Can someone explain why the "no free lunch theorem" does not cause problems here...

tech_ken · on Sept 26, 2023

Two explanations

First: Prophet is not actually "one model", it's closer to a non-parametric approach than just a single model type. This adds a lot of flexibility on the class of problems it can handle. With that said, Prophet is "flexible" not "universal". A time series of entirely random integers selected from range(0,10) will be handled quite poorly, but fortunately nobody cares about modeling this case.

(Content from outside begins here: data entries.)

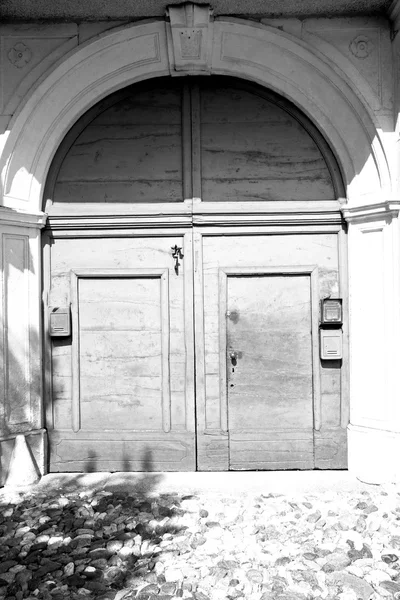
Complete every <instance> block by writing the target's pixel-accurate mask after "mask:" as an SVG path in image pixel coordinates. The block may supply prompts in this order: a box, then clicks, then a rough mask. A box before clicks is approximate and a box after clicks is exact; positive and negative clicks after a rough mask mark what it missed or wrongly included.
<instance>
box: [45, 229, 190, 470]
mask: <svg viewBox="0 0 400 600" xmlns="http://www.w3.org/2000/svg"><path fill="white" fill-rule="evenodd" d="M175 244H178V245H180V246H182V245H183V244H182V238H158V239H157V238H154V239H149V238H134V239H129V238H120V239H113V238H108V239H103V240H101V239H96V240H87V239H76V240H74V241H73V242H72V243H71V241H69V240H64V239H58V240H55V242H54V244H53V247H52V288H51V299H50V301H51V304H52V305H53V306H57V305H61V306H63V305H65V304H68V303H69V302H70V300H71V289H70V283H69V280H70V270H71V269H73V270H74V271H76V273H77V283H76V285H77V294H76V300H77V301H76V304H77V306H76V307H75V308H74V315H73V318H74V319H75V320H76V322H77V323H78V329H77V331H78V335H77V337H76V338H72V339H69V338H66V339H62V340H57V339H55V340H54V341H53V351H52V355H53V361H52V362H53V364H52V371H53V394H52V411H53V415H54V429H53V430H51V431H50V440H51V445H52V447H53V448H54V452H53V453H52V455H51V468H52V470H62V469H65V468H67V467H68V469H72V470H79V469H80V468H81V467H82V465H83V466H84V465H85V461H88V462H87V465H86V466H87V467H89V463H91V462H93V460H94V458H93V456H95V458H96V463H98V464H101V465H103V467H104V468H106V467H105V465H106V463H107V461H109V462H110V465H109V467H110V468H116V469H118V468H122V467H123V466H124V464H123V463H124V461H125V462H128V463H132V465H135V469H136V467H138V470H142V469H141V468H140V463H141V458H138V457H142V456H143V455H145V454H146V455H147V454H148V452H149V451H151V452H152V461H153V464H152V467H153V469H157V468H160V469H172V470H173V469H176V470H185V469H189V470H190V469H193V468H194V432H193V419H192V415H193V412H194V406H193V384H192V377H193V373H192V372H191V371H190V370H189V369H188V368H187V367H188V365H187V362H186V360H187V355H186V347H188V346H189V347H191V346H192V345H193V340H192V331H191V325H190V324H191V321H190V320H188V319H186V324H187V325H186V327H185V306H184V276H183V273H184V261H183V260H182V261H181V262H182V267H181V271H180V275H177V274H176V273H175V271H174V260H173V258H172V255H171V246H174V245H175ZM100 266H101V272H100V273H98V270H99V267H100ZM189 267H190V268H189V272H190V269H191V265H189ZM157 269H158V270H159V271H160V273H162V272H164V271H165V273H166V277H167V280H166V282H163V277H164V276H163V275H162V274H159V275H156V274H154V271H155V270H157ZM79 274H80V275H79ZM164 279H165V278H164ZM168 280H169V285H168V291H169V293H168V294H167V293H166V289H167V288H166V285H167V283H168ZM73 295H74V294H72V296H73ZM75 313H76V314H75ZM74 355H77V360H78V369H77V374H78V375H77V376H78V377H79V381H78V399H77V402H78V411H79V421H80V427H77V428H75V429H77V430H79V429H80V430H79V431H76V432H75V433H74V431H73V427H72V426H73V421H74V419H73V413H74V410H75V409H74V408H73V404H72V403H73V401H75V400H73V398H74V397H75V396H74V393H73V389H74V386H76V384H77V382H76V381H75V382H74V381H73V377H74V376H75V377H76V373H74V371H73V370H72V367H71V366H72V365H73V363H74V360H73V356H74ZM168 373H169V377H168ZM187 388H188V390H189V392H187ZM169 428H170V429H171V432H170V433H168V429H169ZM145 431H146V432H147V433H146V435H145V436H144V437H143V432H145ZM89 434H90V435H89ZM122 434H124V436H125V438H124V439H125V442H124V444H122V443H120V442H119V441H118V443H117V440H119V437H118V436H119V435H122ZM89 438H90V439H89ZM95 440H97V441H95ZM168 440H171V442H169V441H168ZM108 441H110V443H108ZM102 442H104V444H103V443H102ZM105 442H107V443H105ZM111 442H112V444H111ZM60 444H61V445H60ZM171 444H172V445H171ZM58 446H60V447H58ZM155 446H157V448H158V450H157V452H158V454H157V452H155V451H154V448H155ZM56 447H57V449H56ZM164 447H165V455H163V448H164ZM175 447H176V448H177V454H176V457H175V458H174V456H173V448H175ZM111 448H112V450H111ZM90 453H92V459H91V460H89V458H88V457H89V455H90ZM93 453H94V454H93ZM132 453H133V454H132ZM159 454H160V455H161V456H163V458H162V459H160V460H158V458H157V456H158V455H159ZM156 455H157V456H156ZM164 459H165V460H164ZM64 461H66V462H67V463H68V464H67V466H66V465H65V464H64ZM118 465H119V466H118ZM157 465H158V467H157ZM97 466H98V465H97ZM103 467H102V468H103ZM99 468H100V467H99Z"/></svg>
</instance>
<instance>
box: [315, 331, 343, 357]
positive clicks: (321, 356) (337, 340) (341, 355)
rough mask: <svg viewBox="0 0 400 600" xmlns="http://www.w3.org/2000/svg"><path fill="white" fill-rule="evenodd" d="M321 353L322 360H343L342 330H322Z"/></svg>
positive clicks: (320, 343)
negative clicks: (342, 356) (339, 359)
mask: <svg viewBox="0 0 400 600" xmlns="http://www.w3.org/2000/svg"><path fill="white" fill-rule="evenodd" d="M320 344H321V345H320V351H321V359H322V360H339V359H341V358H342V330H341V329H320Z"/></svg>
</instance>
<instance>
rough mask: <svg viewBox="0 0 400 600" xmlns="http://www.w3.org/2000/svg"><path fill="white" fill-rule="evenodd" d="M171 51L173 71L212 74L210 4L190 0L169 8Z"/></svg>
mask: <svg viewBox="0 0 400 600" xmlns="http://www.w3.org/2000/svg"><path fill="white" fill-rule="evenodd" d="M167 18H168V19H169V20H168V21H167V36H168V54H169V60H170V65H171V74H172V75H180V74H182V75H183V74H185V73H186V74H187V73H196V74H202V73H203V74H209V73H210V72H211V55H212V42H213V35H212V33H213V31H212V30H213V19H212V9H211V7H210V5H209V4H205V5H198V4H192V3H191V2H187V3H186V4H181V5H180V6H169V7H168V8H167Z"/></svg>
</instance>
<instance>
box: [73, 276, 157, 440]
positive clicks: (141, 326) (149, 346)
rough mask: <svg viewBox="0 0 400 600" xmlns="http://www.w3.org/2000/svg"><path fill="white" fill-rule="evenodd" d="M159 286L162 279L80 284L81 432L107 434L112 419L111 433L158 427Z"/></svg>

Second: the same reason that only a small handful of possible stats/ML models get used on virtually all problems. Most problems which people solve with stats/ML share a number of common features which makes it appropriate to use the same model on them (the model's "assumptions"). Applications which don't have these features get treated as edge-cases and ignored, or you write a paper introducing a new type of model to handle it. Consider any ARIMA-type time series model. These are used all the time for many different problem spaces, and are going to do reasonably well on "most" "common" stochastic processes you encounter in "nature", because its constructed to resemble many types of natural processes. It's possible (trivial, even) to conceive of a stochastic process which ARIMA can't really handle (any non-stationary process will work), but in practice most things that ARIMA utterly fails for are not very interesting to model or we have models that work better for that case.

GraceCat123 · on Sept 27, 2023

These insights are really awesome! It reminds me of the common aphorism in Statistics: 'All models are wrong, but some are useful.'These insights are really like a wake-up call, thank you!

wgd · on Sept 26, 2023

Disclaimer: I haven't looked at the linked library at all, but this is a theoretical discussion which applies to any task of signal prediction.

Out of all possible inputs, there are some that the model works well on and others that it doesn't work well on. The trick is devising an algorithm which works well on the inputs that it will actually encounter in practice.

At the obvious extremes: this library can probably do a great job at predicting linear growth, but there's no way it will ever be better than chance at predicting the output of /dev/random. And in fact, it probably does worse than a constant-zero predictor when applied to a random unbiased input signal.

Except that it's also usually possible to detect such trivially unpredictable signals (obvious way: run the prediction model on all but the last N samples and see how it does at predicting the final N), and fall back to a simpler predictor (like "the next value is always zero" or "the next value is always the same as the previous one") in such cases.

But that algorithm also fails on some class of inputs, like "the signal is perfectly predictable before time T and then becomes random noise". The core insight of the "No Free Lunch" theorem is that when summed across all possible input sequences, no algorithm works any better than another, but the crucial point is that you don't apply signal predictors to all possible inputs.

Another place this pops up is in data compression. Many (arguably all) compressors work by having a prediction or probability distribution over possible next values, plus a compact way of encoding which of those values was picked. Proving that it's impossible to predict all possible input signals correctly is equivalent to proving that it's impossible to compress all possible inputs.

Another way of thinking about this: Imagine that you're the prediction algorithm. You receive the previous N datapoints as input and are asked for a probability distribution over possible next values. In a theoretical sense every possible value is equally likely, so you should output a uniform distribution, but that provides no compression or useful prediction. Your probabilities have to sum to 1, so the only way you can increase the probability assigned to symbol A is to decrease the weight of symbol B by an equal amount. If the next symbol is A then congratulations, you've successfully done your job! But if the next symbol was actually B then you have now done worse (by any reasonable error metric) than the dumb uniform distribution. If your performance is evaluated over all possible inputs, the win and the loss balance out and you've done exactly as well as the uniform prediction would have.